As detailed in this last progress report, we have made good progress on all three fronts. Our major accomplishments include: (1) assessing the predictive value of an optimized stromal vasculature signature (CD36/CD31/vimentin) for disease outcome in a pilot cohort of 31 women who progressed to IBC (cases) and 57 who did not (controls); (2) describing our findings in a publication; (3) characterizing in vitro two distinct vasculature populations based on their CD36 or CD31 expression; and (4) accruing the proposed 20 paitent pilot cohort as part of the randomized, double-blinded, placebo-controlled “window of opportunity” pilot trial to test the potential benefit of treatment of women diagnosed with DCIS with DuaveeTM and analyzing this cohort for the vasculature module described above. Our exciting findings that the expression/compartmentalization of our CD36/vasculature biomarker module changes dramatically between disease-free breast tissue, some DCIS lesions and breast cancer and the predictive value of this module for risk stratification strongly suggest the acquisition of a pro-tumorigenic vasculature upon disease progression in some DCIS lesions. These observations strongly support the value of searching for novel predictive “stromal” markers.

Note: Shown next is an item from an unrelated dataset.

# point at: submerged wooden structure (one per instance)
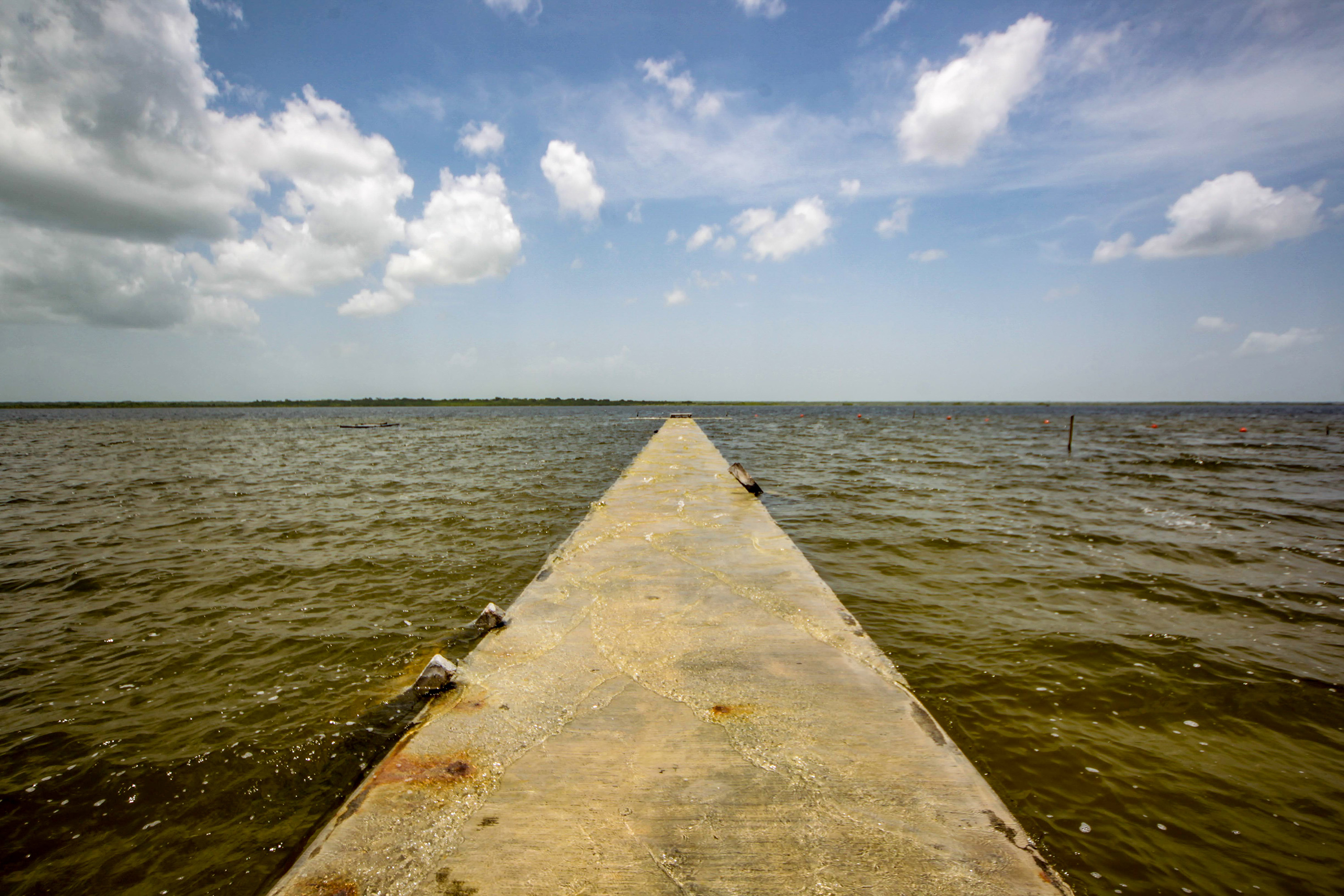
(678, 706)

Future extension of this work will include: (1) further assessment of the predictive value of this stromal vasculature signature in independent retrospective and prospective cohorts; (2) further assessment of the predictive value of this stromal vasculature signature in relationship with method of detection of the initial DCIS lesions, i.e. mammography versus palpation; (3) pursue our efforts to set up a CLIA-approved platform to further validate the predictive value of this stromal vasculature signature (CD36/CD31/vimentin) as novel risk stratification tool; and (4) further assessment of the effect of DuaveeTM on the stromal landscape surrounding DCIS lesions.